O texto de Coelho me jogou de volta à escola pública paulista, em que a professora de português organizou leitura em voz alta de “Negrinha”, cada aluno lendo um trecho. Até chegar ao ápice da crueldade da patroa contra a “menina de criação”: que colocou um ovo quente, recém-saído da panela fervente, em sua boca.

Precisei esconder minha vontade de chorar pelo sofrimento da menina e de me esconder também de todos naquela sala estranha, estrangeira, cheia de meninos e meninas branquelos, de sobrenomes italianos, alemães e japoneses.
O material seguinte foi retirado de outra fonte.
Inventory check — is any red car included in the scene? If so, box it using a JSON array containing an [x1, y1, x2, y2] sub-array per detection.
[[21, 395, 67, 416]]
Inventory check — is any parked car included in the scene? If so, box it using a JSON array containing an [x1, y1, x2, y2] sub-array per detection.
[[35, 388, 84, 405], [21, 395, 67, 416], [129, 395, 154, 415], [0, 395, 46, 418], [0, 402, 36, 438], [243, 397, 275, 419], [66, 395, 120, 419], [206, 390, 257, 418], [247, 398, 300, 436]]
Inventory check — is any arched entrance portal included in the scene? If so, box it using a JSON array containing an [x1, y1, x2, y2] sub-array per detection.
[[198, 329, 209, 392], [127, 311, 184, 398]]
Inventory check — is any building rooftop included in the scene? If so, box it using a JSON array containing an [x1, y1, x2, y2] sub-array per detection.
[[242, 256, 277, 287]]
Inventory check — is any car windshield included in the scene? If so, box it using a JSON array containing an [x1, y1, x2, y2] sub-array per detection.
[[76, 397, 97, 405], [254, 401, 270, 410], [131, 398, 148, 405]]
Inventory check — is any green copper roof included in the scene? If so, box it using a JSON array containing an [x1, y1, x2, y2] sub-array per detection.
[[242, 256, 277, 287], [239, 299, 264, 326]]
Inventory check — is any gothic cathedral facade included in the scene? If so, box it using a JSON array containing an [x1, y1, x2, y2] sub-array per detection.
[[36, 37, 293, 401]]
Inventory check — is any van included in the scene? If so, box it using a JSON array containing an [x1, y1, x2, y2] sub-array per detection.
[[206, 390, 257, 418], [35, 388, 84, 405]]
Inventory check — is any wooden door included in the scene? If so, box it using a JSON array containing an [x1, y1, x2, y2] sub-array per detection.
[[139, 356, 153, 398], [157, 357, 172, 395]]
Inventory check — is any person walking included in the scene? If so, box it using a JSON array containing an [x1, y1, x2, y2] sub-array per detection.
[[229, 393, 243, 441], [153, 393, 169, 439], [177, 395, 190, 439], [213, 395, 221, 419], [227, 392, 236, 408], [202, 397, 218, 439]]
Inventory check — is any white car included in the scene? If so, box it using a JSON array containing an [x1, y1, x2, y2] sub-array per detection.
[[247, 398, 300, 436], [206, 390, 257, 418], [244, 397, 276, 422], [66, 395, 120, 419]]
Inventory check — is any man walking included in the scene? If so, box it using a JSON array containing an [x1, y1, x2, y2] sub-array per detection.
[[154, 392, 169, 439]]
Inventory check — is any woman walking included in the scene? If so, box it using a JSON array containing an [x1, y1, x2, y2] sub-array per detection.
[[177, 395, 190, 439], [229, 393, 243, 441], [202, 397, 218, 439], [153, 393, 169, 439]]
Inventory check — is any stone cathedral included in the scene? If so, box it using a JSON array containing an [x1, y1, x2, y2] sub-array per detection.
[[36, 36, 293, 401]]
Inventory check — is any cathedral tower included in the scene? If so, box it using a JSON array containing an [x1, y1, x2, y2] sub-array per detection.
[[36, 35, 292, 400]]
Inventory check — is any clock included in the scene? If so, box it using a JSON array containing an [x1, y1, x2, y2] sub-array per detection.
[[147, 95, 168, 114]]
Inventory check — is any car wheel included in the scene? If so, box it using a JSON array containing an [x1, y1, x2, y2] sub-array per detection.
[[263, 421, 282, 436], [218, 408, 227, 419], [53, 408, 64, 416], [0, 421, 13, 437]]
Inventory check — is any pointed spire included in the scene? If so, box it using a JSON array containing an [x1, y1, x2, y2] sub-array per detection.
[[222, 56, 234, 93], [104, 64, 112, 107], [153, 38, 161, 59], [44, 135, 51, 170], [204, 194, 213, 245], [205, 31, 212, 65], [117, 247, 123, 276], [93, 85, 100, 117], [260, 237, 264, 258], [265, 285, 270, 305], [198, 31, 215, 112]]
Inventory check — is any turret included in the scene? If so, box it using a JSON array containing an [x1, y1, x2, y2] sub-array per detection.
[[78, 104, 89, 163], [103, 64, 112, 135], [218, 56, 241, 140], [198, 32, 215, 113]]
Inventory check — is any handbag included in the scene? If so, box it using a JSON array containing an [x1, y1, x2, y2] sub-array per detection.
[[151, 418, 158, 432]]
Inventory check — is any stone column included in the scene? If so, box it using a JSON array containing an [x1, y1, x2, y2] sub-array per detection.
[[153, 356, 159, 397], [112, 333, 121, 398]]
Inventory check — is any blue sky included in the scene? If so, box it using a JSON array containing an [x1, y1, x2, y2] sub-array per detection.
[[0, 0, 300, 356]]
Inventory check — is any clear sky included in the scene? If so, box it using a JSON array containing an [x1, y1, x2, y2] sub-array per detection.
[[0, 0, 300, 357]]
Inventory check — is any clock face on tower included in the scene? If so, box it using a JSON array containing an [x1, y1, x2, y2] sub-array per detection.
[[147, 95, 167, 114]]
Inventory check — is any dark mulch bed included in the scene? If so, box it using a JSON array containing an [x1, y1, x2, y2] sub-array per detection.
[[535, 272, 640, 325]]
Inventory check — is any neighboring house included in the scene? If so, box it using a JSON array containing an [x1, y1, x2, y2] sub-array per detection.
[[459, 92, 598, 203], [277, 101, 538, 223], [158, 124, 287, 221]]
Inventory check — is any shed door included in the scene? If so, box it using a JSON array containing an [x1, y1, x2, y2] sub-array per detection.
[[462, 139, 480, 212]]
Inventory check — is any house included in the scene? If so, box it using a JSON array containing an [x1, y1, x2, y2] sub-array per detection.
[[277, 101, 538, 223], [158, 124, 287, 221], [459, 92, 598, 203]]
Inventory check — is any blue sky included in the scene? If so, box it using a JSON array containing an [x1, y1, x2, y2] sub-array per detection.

Afinal, quem era a negrinha senão eu? Ainda que houvesse outras poucas crianças negras na classe, a negrinha, estava na cara, era a minha ancestralidade. Detestei Monteiro Lobato de novo.

Aquele idiota daquele escritor achava o quê? Que estava libertando as negrinhas ou melhorando a vida delas ao expor a dor das criaturas daquele modo? E a professora? Precisava ecoar aquela desgraceira humilhante em plena aula? Revolta. Indignação.

Mas eis que, dez dias depois de ler a coluna de Marcelo Coelho, deparo-me com uma pequena reportagem da TV Vanguarda, afiliada da Rede Globo no Vale do Paraíba, região onde fica Taubaté (SP), cidade onde nasceu e viveu o fazendeiro Monteiro Lobato.

No Jornal Vanguarda local, das 19h10, de 29/1, uma matéria com a bisneta de Lobato, Cleo Monteiro Lobato, anunciava uma nova edição “revisada” do livro “A Menina do Narizinho Arrebitado”, sem os epítetos racistas.

Cleo Lobato contou que alterou, por exemplo, certa caracterização da tia Anastácia (chamada de “negra beiçuda” e “negra de estimação” nos originais): “Em vez de a negra deu uma risada gostosa”, explica ela, “tia Anastácia deu uma risada gostosa. Troquei um nome. E isso dá um peso de igualdade à tia Anastácia, com a dona Benta, com a Narizinho”.

A matéria da TV Vanguarda, que de vanguarda mesmo não tem nada —a emissora é péssima em qualidade da informação, tendenciosa, careta e reflete o espírito reacionário e politicamente à direita da região—, fazia uma ginástica noticiosa para contrapor a visão arejada da bisneta às qualidades do escritor racista.

Importante é que haja “revisão”, explicação, alteração (a aérea esperança!), chame-se como for, dessa aberração racista chamada Monteiro Lobato para crianças (e adultos).

Erramos: o texto foi alterado

No conto "Negrinha", de Monteiro Lobato, a patroa coloca um ovo quente na boca da criança, não em suas mãos, como afirmava versão anterior deste texto.